Abdominoplasty (Tummy Tuck)
Prior to procedure (Abdominoplasty)
Loose abdominal wall skin which is often associated with excess fat is of concern to most women especially after
pregnancies. With each pregnancy, the rectus abdomini muscles which are visible as "six packs" on the abdominal wall,
stretch apart and loosen. With this loosening comes increased bulging of the abdominal contents leading to a
"protruding abdomen." An abdominoplasty procedure, otherwise known as a “tummy-tuck,” addresses the excess fat and
skin, as well as the weakness and spreading apart of the rectus abdominis muscles.
In preparation for this procedure, we ask that you clear your gastrointestinal tract with Fleet's. This medication
will make it more comfortable to go to the bathroom, while minimizing surgical risks. The day prior to your surgery,
we ask that you only consume a clear liquid diet to maintain your intestines clear of any residue.
You can otherwise perform your regular activities and work until the day of surgery. Be certain to drink plenty of
fluids to remain well hydrated. On your last appointment prior to the day of surgery, we ask that you wear your
favorite bikini bottom. This will be used by Dr. Sayah to mark the surgical incisions to assure your final abdominal
scar will be well hidden by the bikini.
Dr. Sayah prefers light general anesthesia for his procedures. With this anesthetic technique, you will breathe on
your own, completely unaware of the surgery. While you sleep, a local anesthetic is injected into the surgical site to
minimize post-surgical pain.
Using markings made prior to procedure, incisions are made at the bikini line and around the umbilicus
(belly button). The abdominal skin and underlying fat are then raised surgically. The loose abdominal muscles which
have spread apart with time are sutured together in a special manner to bring them back to their anatomically correct
position. This technique will also tighten the abdominal wall and give you an improved figure. Liposuction is
performed to remove any excess fat which remains on the sides. The skin is then re-draped over your abdomen and the
excess skin and fat are excised. Multiple layers are used to close the skin in order to minimize scarring, and to
ensure that the final scar will remain within the "bikini region."
Before the completion of the surgery, a long-acting anesthetic is injected into the surgical sites to minimize
pain post-operatively. Silastic drains are typically placed to collect any oozing that may occur during the few days
after surgery. The drains are typically removed during the first week. An abdominal binder is applied at the
completion of the procedure. You are asked to take the binder off every 4 hours until your first visit.
Post procedure (Abdominoplasty)
Following your procedure, you will be asked to walk with your back flexed forward at the hips in order to minimize
tension on the abdominal. When getting into and out of bed, turn onto your side and get up sideways to minimize any
straining of the wound. Do not attempt to sit-up in bed. Lie down in bed only with your back elevated with a few
pillows. You should not lie flat for the first 2 weeks after surgery. It is also recommended to not sit perfectly
upright for longer than one hour per day during the first week.

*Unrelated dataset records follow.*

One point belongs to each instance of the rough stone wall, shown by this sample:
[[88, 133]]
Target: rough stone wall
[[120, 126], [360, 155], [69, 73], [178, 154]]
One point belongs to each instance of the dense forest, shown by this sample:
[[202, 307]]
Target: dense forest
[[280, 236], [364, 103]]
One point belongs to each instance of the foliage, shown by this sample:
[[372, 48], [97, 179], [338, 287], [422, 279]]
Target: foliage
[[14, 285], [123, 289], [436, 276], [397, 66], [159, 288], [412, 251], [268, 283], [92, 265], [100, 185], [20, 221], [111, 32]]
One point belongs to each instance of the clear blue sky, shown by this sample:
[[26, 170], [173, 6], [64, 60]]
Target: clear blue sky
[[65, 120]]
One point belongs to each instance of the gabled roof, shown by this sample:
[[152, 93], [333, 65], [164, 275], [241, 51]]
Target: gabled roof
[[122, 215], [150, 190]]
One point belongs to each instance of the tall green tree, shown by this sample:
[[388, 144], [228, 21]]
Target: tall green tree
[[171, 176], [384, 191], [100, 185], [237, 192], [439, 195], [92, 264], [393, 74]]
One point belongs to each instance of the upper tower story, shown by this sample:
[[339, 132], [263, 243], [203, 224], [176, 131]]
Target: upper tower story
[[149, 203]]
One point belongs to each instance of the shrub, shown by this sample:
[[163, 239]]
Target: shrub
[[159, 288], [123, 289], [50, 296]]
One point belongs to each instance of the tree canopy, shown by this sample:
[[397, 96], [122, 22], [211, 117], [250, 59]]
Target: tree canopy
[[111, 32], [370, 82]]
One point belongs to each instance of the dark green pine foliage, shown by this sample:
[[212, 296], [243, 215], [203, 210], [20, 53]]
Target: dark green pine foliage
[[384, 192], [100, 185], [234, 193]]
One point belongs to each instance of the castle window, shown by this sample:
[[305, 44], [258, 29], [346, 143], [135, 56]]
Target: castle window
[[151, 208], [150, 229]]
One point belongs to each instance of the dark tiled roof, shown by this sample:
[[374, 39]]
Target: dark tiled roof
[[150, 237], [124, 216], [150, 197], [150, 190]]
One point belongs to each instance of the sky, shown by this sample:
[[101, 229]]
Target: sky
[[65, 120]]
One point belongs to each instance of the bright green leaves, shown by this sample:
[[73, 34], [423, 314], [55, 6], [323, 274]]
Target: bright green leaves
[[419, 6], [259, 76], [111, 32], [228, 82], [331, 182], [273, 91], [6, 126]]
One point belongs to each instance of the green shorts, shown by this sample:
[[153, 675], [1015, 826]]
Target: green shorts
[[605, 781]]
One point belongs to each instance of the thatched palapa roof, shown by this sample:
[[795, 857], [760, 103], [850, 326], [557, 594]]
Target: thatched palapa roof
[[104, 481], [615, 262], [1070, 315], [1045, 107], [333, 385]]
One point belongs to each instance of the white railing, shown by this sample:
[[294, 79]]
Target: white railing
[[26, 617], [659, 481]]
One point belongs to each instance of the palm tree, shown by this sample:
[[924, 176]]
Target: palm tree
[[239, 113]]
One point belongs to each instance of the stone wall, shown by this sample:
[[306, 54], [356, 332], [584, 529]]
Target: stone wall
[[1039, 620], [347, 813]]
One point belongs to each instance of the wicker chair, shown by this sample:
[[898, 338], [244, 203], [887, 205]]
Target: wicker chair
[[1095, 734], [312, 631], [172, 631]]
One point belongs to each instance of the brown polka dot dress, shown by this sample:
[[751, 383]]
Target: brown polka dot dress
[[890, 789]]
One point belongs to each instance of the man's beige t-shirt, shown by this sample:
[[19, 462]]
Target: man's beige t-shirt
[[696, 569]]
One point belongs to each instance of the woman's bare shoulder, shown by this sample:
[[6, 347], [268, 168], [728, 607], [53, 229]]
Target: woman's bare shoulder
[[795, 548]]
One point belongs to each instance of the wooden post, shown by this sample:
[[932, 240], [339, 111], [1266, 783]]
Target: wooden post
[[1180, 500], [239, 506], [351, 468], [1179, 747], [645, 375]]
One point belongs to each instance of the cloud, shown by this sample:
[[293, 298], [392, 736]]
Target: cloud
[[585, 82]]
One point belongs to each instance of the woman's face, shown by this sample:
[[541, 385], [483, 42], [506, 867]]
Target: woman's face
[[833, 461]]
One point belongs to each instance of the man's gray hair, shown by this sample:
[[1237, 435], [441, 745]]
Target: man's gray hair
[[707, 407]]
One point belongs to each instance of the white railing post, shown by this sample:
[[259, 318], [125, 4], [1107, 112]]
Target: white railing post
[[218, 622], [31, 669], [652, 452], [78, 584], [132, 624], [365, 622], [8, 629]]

On the day of surgery you should drink fluids; but if you experience discomfort, please advance your diet slowly.
Take your medications as prescribed including your antibiotics and pain medicine. You should sleep restfully on this
On first day after surgery, get out of bed by first rolling onto your side. Dr. Sayah encourages you to walk around
as much as possible, and to not lie in bed for prolonged periods. When in bed, move your calves regularly to keep
blood circulating in your legs. Take plenty of deep breaths to maintain your lungs well aerated and to avoid collapse
of certain portions of your lungs. You may be aided with your deep breaths by holding a pillow against your abdomen
to minimize abdominal motion with deep inspiration. Refer to your “general instructions” sheets which were provided
to you for further information as necessary. Remember to remove your compression garment (girdle) every 4 hours while
you are awake. Empty the drains and record the time and amount whenever the “bulb” appears to be about ½ full. The
bulb must be fully collapsed in order to function properly.
During the following week, you are encouraged to walk as much as comfortably possible. The office staff will be
contacting you regularly to ensure your comfort, and to answer any questions. In order for the swelling to resolve
more rapidly and to improve your final results, we ask that you wear your compression garment (girdle) for 6-8 weeks.